Selasa, 08 Januari 2013

Perjumpaan

Aku harus kembali ke kota ini. Dan, harus bertemu dengan teman-temanku. Bertemu untuk menyampaikan kabar. Kabar tentang aku. Berbekal ingatan, kulacak keberadaan mereka satu persatu. Bersangu segepok memori indah tentang mereka, kuberanjak segera.

Ternyata, satu tahun bukan waktu yang lama. Kehangatan. Dan, cinta masih mereka simpan cukup banyak untuk dibagikan kembali padaku. Tapi, satu tahun bukan pula waktu yang sebentar untuk tidak membuat mereka berubah. Tidak lagi sama seperti terakhir kujumpai.

Mbak okti, tubuhnya melangsing sungguh. Tambah cantik. Seksi. Tidak salah pikirku bila dulu dia bercerita bahwa dirinya pernah menjadi sekretaris di sebuah bank. “diriku setiap hari ikut senam bos,”pengakuannya padaku ditengah obrolan. Aku menelan ludah lalu tersenyum. Selain tidak tahu mesti bilang apa, tiada habis kumengagumi bodi aduhainya.

Nopi, terakhir kami berjumpa saat kursus pernikahan. Saat itu ia hendak menikah tanpa pekerjaan. Konyol. Tapi, sang pacar sudah berbadan dua. Mau tidak mau. Sekarang dia nyatpam di rumah sakit Immanuel. He..He... gak kebayang ada satpam kurus kering begitu... satpamkan biasanya badannya gempal. Tapi daripada gak makan. Mau apa...? di akhir waktuku di kota ini, kukunjungi ia sekali lagi. Kembali berbeda, ia sekarang telah menjadi ayah. Ayah dari jabang bayi kecil yang ia namai exel. Sesuai nama salah seorang personil band favoritnya, Guns n Roses.

Mas wahyu. Wah mentereng sekarang kerja dia. Kepala bagian personalia di BPK Penabur Bandarlampung. Walau tidak jarang dalam pembicaraan terungkap rasa tidak puas atas apa yang terjadi di tempat kerja. Dari dulu bahkan. Tapi, sampai saat ini tetap saja dia bercokol di sana.
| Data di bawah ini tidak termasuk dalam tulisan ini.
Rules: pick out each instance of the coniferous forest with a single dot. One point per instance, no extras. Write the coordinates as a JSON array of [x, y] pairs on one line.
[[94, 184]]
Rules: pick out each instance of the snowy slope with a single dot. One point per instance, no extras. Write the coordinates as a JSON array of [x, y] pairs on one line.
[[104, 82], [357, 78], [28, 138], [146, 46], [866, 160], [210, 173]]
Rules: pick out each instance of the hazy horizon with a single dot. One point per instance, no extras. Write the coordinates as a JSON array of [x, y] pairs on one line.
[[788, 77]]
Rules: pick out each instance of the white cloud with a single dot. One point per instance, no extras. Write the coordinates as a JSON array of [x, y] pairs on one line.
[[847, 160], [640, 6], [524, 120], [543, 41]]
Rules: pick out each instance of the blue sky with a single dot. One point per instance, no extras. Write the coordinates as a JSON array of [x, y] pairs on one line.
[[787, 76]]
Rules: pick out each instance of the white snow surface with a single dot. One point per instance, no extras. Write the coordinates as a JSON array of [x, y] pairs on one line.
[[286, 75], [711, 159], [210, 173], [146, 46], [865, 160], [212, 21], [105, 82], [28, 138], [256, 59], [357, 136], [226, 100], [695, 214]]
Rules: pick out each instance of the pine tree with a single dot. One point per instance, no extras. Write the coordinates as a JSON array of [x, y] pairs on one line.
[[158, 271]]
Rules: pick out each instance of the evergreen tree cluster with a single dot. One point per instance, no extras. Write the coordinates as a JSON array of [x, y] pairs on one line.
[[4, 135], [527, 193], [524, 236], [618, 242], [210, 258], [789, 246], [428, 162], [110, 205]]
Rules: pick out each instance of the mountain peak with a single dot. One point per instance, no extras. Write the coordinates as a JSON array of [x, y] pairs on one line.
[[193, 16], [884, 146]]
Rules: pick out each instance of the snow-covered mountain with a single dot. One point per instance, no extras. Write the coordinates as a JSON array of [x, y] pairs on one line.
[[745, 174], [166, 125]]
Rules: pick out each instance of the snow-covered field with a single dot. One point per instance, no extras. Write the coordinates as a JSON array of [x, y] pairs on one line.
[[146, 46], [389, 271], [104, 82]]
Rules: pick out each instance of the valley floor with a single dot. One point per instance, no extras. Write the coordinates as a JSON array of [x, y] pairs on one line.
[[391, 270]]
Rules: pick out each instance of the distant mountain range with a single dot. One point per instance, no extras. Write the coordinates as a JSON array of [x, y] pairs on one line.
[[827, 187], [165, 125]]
Yah, maklumlah, tidak punya pilihan, sebagai kepala keluarga tidak bisa seenaknya dia bisa cucuk cabut kerja. Jadi kerasan atau tidak yah tetep harus kerja.

Pak alfon. Kabar kurang sedap tentangnya kali pertama kudengar dari mas wahyu, dalam perbincangan di rumah nopi. Tentang pak alfon yang tidak lagi bekerja di SMK BPK Penabur. Aku terkejut. Tapi, bukan karena dia tidak lagi bekerja, aku sudah pernah mendengar keluhannya tentang pekerjaannya. Hal yang membuat terkejut adalah cara dia keluar kerja. Ditendang. Bagai anjing buduk yang tak berguna lagi bagi sang tuan. Aih coba saja ia dulu menuruti nasehatku untuk keluar. Lebih terhormat. Ah... tak mengapa mungkin ini jalan hidupnya. Aku menemuinya, sesuai saran istrinya, di depan pintu gerbang perumahan bukit kencana saat ia sedang menggoreng mendoan. Pak alfon memelukku sangat erat segera setelah tahu yang datang aku. Tidak pernah aku dipeluk seerat ini oleh temanku. Mungkin dalam bawah sadarnya ia hendak berbagi kisahnya. Ia masih seperti dulu. Hangat. Selengekan. Penuh semangat. Tapi sumarah. Seorang lelaki dan suami yang hebat. Kami lalu bercerita panjang lebar tentang semua peristiwa yang tidak bisa kami lewati bersama.

Perjumpaan berbuntut perpisahan. Perpisahan awal dari perjumpaan. Perpisahan menyisakan cerita. Cerita yang akan jadi menghangatkan  perjumpaan kembali.